Another hallmark of CWPT preservation strategy is working toward reaching a “critical mass” of preservation at individual battlefields and connecting previously protected the parcels into unified entities. In 2009, the joint effort between CWPT and the Shenandoah Valley Battlefields Foundation to protect 209 acres at Third Winchester, Va., created a 576-acre swath of protected battlefield land. Recent preservation efforts added 11 acres at Glendale and 178 acres at Malvern Hill, both in eastern Henrico County, Va., — an area in which CWPT has now protected a total of 1650 contiguous acres, almost 900 of which have already been transferred to the National Park Service’s Richmond National Battlefield.
In addition to land purchases, CWPT remained actively engaged in education and advocacy programs designed to inform the public of the threats facing Civil War battlefields. In 2009, two major news conferences with Academy Award-winning actors — Richard Dreyfuss unveiled CWPT’s annual History Under Siege report in March and Robert Duvall called attention to Walmart’s plans to build on Virginia’s Wilderness Battlefield in May — raised the profile of historic preservation efforts and brought national attention to the cause. Also last year, CWPT received national-level awards of excellence for the complete overhauls of its website and Hallowed Ground, its quarterly membership magazine.

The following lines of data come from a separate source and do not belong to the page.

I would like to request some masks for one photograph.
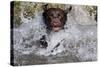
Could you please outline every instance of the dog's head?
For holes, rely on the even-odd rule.
[[[71,8],[72,7],[67,10],[62,10],[60,8],[45,9],[43,12],[43,18],[47,29],[55,32],[62,29],[66,23],[67,14],[71,10]]]

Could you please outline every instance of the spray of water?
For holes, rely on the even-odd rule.
[[[20,27],[13,29],[15,56],[18,58],[21,55],[35,54],[48,57],[48,62],[51,60],[49,56],[75,56],[79,61],[96,60],[96,25],[77,24],[71,14],[73,12],[68,15],[69,20],[66,21],[64,30],[59,32],[51,31],[49,34],[43,23],[42,12],[36,13],[34,19],[30,17],[25,18],[21,14],[21,21],[23,23]],[[43,35],[46,36],[47,48],[42,48],[39,43]]]

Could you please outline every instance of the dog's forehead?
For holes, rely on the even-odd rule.
[[[47,10],[47,12],[60,12],[60,13],[64,13],[64,10],[60,9],[60,8],[49,8]]]

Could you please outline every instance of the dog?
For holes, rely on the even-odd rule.
[[[71,9],[72,6],[67,10],[62,10],[60,8],[44,9],[43,20],[47,26],[47,30],[58,32],[63,29],[67,21],[67,14]]]
[[[72,6],[70,6],[70,8],[67,10],[62,10],[60,8],[44,9],[43,20],[47,27],[47,30],[58,32],[59,30],[63,29],[67,21],[67,14],[69,11],[71,11],[71,9]],[[40,38],[40,43],[44,48],[48,46],[45,35],[43,35],[42,38]],[[58,46],[59,45],[60,43],[58,44]]]

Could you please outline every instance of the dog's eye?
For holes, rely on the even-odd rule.
[[[58,16],[61,16],[60,14],[58,14]]]
[[[49,14],[49,16],[53,16],[53,14]]]

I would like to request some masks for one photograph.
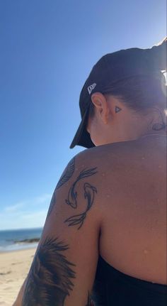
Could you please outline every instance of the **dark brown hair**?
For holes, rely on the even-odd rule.
[[[153,106],[166,109],[166,80],[162,75],[161,80],[149,76],[135,76],[122,80],[102,94],[112,95],[134,111],[144,114]],[[89,109],[91,118],[94,116],[94,110],[95,106],[91,102]]]

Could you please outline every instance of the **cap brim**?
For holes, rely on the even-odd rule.
[[[88,110],[85,112],[81,122],[79,124],[79,126],[76,131],[75,136],[71,143],[70,148],[73,148],[75,146],[81,146],[84,148],[92,148],[94,147],[95,145],[92,142],[89,133],[87,132],[86,129],[86,123],[88,115]]]

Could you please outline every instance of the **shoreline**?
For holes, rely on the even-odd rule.
[[[0,305],[11,306],[29,272],[37,247],[0,252]]]
[[[38,246],[38,243],[37,243],[37,245],[36,246],[34,246],[34,245],[32,245],[32,246],[26,246],[26,247],[25,247],[25,248],[16,248],[16,249],[13,249],[13,250],[0,250],[0,255],[1,254],[4,254],[4,253],[13,253],[13,252],[21,252],[21,251],[26,251],[27,250],[30,250],[30,249],[36,249],[37,248],[37,246]]]

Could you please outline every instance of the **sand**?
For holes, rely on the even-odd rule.
[[[0,253],[0,306],[11,306],[27,276],[35,248]]]

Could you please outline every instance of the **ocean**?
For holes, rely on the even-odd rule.
[[[0,231],[0,252],[36,248],[42,228]]]

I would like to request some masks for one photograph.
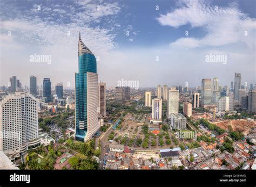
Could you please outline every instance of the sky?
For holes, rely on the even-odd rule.
[[[39,86],[46,77],[74,88],[79,31],[107,87],[195,87],[216,77],[230,86],[235,72],[254,84],[255,9],[254,0],[1,0],[0,85],[16,75],[29,87],[32,75]]]

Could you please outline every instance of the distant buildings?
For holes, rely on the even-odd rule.
[[[151,92],[150,91],[145,92],[145,106],[151,107]]]
[[[58,99],[63,98],[63,85],[62,83],[57,83],[55,86],[55,94],[57,95]]]
[[[155,98],[152,102],[152,118],[160,120],[162,118],[162,99]]]
[[[44,78],[43,81],[43,97],[46,98],[46,102],[50,102],[51,101],[51,82],[49,78]]]
[[[0,102],[0,150],[12,160],[40,145],[36,99],[20,92],[4,97]]]
[[[186,128],[186,119],[181,113],[171,115],[171,125],[173,128],[182,130]]]
[[[169,119],[171,114],[179,112],[179,90],[172,87],[168,91],[167,102],[167,116]]]
[[[199,94],[193,93],[192,98],[193,107],[198,108],[199,107]]]
[[[202,80],[201,104],[207,105],[212,103],[212,80],[210,78]]]
[[[185,116],[190,117],[192,116],[192,104],[188,102],[184,103],[183,105],[183,113],[185,114]]]
[[[241,74],[235,73],[234,87],[234,99],[235,100],[239,100],[239,89],[241,89]]]
[[[157,88],[157,97],[159,99],[161,98],[161,88],[160,85],[158,85]]]
[[[230,112],[234,110],[234,101],[232,97],[221,97],[219,99],[218,112]]]
[[[248,94],[248,111],[256,113],[256,90],[251,90]]]
[[[99,83],[99,113],[106,117],[106,83]]]
[[[33,75],[29,77],[29,93],[34,97],[37,95],[36,77]]]
[[[93,54],[78,40],[79,72],[76,73],[75,139],[89,140],[99,129],[99,87],[97,62]]]
[[[168,98],[168,87],[167,85],[163,86],[163,98],[165,100],[167,100]]]

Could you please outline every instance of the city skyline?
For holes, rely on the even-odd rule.
[[[9,78],[15,75],[23,85],[29,85],[29,76],[33,75],[38,85],[43,78],[49,77],[52,85],[63,82],[64,88],[70,85],[73,89],[73,72],[78,69],[74,46],[79,31],[85,42],[95,52],[97,63],[100,64],[99,80],[106,82],[107,87],[116,86],[122,79],[138,81],[140,88],[160,83],[184,85],[187,82],[189,87],[196,87],[201,79],[215,77],[220,85],[230,85],[234,82],[234,72],[241,74],[242,85],[245,82],[255,84],[255,69],[250,68],[255,66],[253,1],[241,6],[241,2],[228,1],[151,1],[147,7],[143,2],[137,4],[137,9],[132,9],[135,6],[132,1],[123,2],[123,5],[113,1],[77,1],[68,2],[65,6],[59,3],[1,2],[3,6],[12,8],[0,12],[0,40],[1,46],[4,46],[1,47],[0,85],[7,86]],[[208,10],[203,11],[204,6]],[[84,10],[87,13],[82,16]],[[131,10],[132,13],[129,13]],[[22,19],[21,11],[26,16]],[[144,19],[149,18],[143,16],[145,11],[149,13],[147,23]],[[179,12],[187,16],[177,17]],[[201,15],[201,18],[197,20],[191,12]],[[36,19],[32,19],[35,16]],[[120,21],[123,16],[127,18],[124,23]],[[227,23],[225,17],[234,23]],[[106,20],[108,25],[104,24]],[[228,24],[233,28],[232,24],[237,23],[238,31],[222,26]],[[11,54],[14,49],[14,56]],[[207,62],[206,56],[212,55],[226,55],[226,63],[225,58],[221,63]],[[40,62],[37,55],[50,56]],[[150,68],[141,71],[146,66]],[[156,78],[149,80],[149,74]]]

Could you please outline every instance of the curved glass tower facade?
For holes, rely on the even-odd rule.
[[[98,88],[95,56],[79,33],[79,72],[76,73],[76,140],[86,141],[99,130]]]

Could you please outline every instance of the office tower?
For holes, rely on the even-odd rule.
[[[168,87],[167,85],[163,86],[163,98],[164,100],[167,100],[168,96]]]
[[[50,79],[44,78],[43,85],[44,87],[43,96],[46,97],[46,102],[50,102],[51,101],[51,82]]]
[[[172,87],[168,91],[167,102],[167,115],[169,119],[172,113],[179,112],[179,90]]]
[[[182,85],[180,85],[179,86],[179,93],[181,94],[182,92]]]
[[[59,99],[63,98],[63,85],[62,83],[57,83],[55,86],[55,94]]]
[[[145,92],[145,106],[151,107],[151,92],[150,91]]]
[[[13,88],[12,88],[12,78],[10,77],[9,82],[8,83],[8,88],[9,88],[9,92],[12,93]]]
[[[73,104],[73,97],[69,96],[66,99],[66,104],[70,105]]]
[[[234,101],[232,97],[225,96],[219,99],[218,111],[228,112],[234,110]]]
[[[241,74],[235,73],[234,96],[235,100],[239,100],[239,89],[241,89]]]
[[[228,96],[228,94],[229,94],[229,88],[228,88],[228,86],[227,86],[227,85],[225,85],[224,87],[224,92],[225,92],[225,96]]]
[[[161,88],[160,85],[158,85],[157,88],[157,97],[158,98],[161,98]]]
[[[38,94],[39,97],[43,97],[44,96],[44,90],[42,89],[38,89]]]
[[[202,99],[201,104],[206,105],[212,103],[212,80],[204,78],[202,80]]]
[[[12,92],[14,94],[16,91],[17,89],[17,77],[16,76],[12,76]]]
[[[219,91],[219,80],[217,77],[212,79],[212,91]]]
[[[186,128],[187,119],[181,113],[171,115],[171,125],[172,128],[182,130]]]
[[[153,99],[152,101],[152,119],[159,120],[162,118],[162,99]]]
[[[240,105],[242,103],[242,97],[246,96],[246,90],[245,89],[239,89],[239,104]]]
[[[99,88],[96,59],[78,40],[79,73],[76,73],[76,134],[77,140],[87,141],[99,130]]]
[[[124,87],[116,87],[116,102],[119,104],[124,103]]]
[[[30,76],[29,77],[29,93],[33,96],[37,95],[36,77]]]
[[[131,87],[124,87],[124,100],[129,101],[131,98]]]
[[[256,113],[256,90],[251,90],[248,94],[248,111]]]
[[[212,103],[218,104],[219,98],[220,97],[220,91],[213,91],[212,92]]]
[[[188,102],[184,103],[183,105],[183,113],[185,116],[190,117],[192,116],[192,104]]]
[[[106,117],[106,83],[99,83],[99,113],[103,118]]]
[[[242,97],[241,108],[243,110],[248,110],[248,96]]]
[[[192,104],[193,108],[198,108],[199,107],[199,94],[193,93],[192,98]]]
[[[0,150],[12,159],[40,145],[37,106],[33,97],[19,92],[0,102]]]

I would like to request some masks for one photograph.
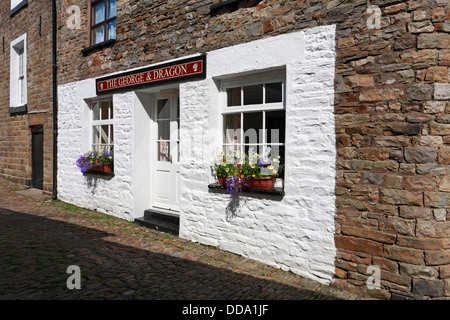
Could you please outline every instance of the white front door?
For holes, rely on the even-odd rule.
[[[152,206],[179,210],[180,107],[178,96],[155,97]]]

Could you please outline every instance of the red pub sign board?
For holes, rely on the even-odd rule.
[[[205,79],[206,56],[173,61],[158,66],[120,73],[96,80],[97,94],[138,89],[173,81]]]

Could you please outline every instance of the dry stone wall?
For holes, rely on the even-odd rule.
[[[83,55],[86,1],[70,1],[81,8],[79,29],[65,26],[61,2],[60,83],[335,25],[335,285],[450,297],[448,1],[241,1],[210,12],[212,4],[118,0],[116,43]],[[373,265],[380,290],[367,289]]]

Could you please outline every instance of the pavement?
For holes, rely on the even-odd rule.
[[[0,300],[17,299],[363,298],[0,177]]]

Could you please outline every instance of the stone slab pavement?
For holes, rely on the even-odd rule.
[[[81,289],[67,287],[71,265]],[[0,300],[10,299],[364,298],[0,178]]]

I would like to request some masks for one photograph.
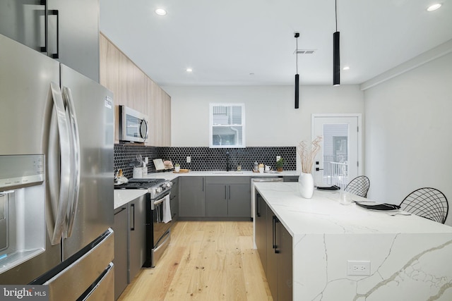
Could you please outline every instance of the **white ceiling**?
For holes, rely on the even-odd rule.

The full roster of sites protected by CWPT in 2009 includes: 55 acres at Natural Bridge in Florida; 60 acres at Wood Lake in Minnesota; 66 acres at Raymond and 12 acres at Tupelo in Mississippi; 643 acres at Davis Bridge and 5 acres at Parkers Crossroads in Tennessee; 68 acres at Aldie, 47 acres at Appomattox Station, 433 acres at Brandy Station, 85 acres at Chancellorsville, 11 acres at Glendale, 178 acres at Malvern Hill, 35 acres at Sailor’s Creek, 730 acres at five Shenandoah Valley battlefields, 253 acres at Trevilian Station and 94 acres at the Wilderness in Virginia. The value of these transactions totals more than $38 million.
“Although it is incredibly satisfying for me to reminisce on the successes of the past year, our work is far from done. The staff, trustees and members of the Civil War Preservation Trust will continue our efforts to protect these unique resources for future generations,” said Lighthizer.
With 55,000 members, CWPT is the largest nonprofit battlefield preservation organization in the United States. Its mission is to preserve our nation’s endangered Civil War battlefields and to promote appreciation of these hallowed grounds. CWPT has preserved more than 29,000 acres of battlefield land across the nation. CWPT’s website is www.civilwar.org.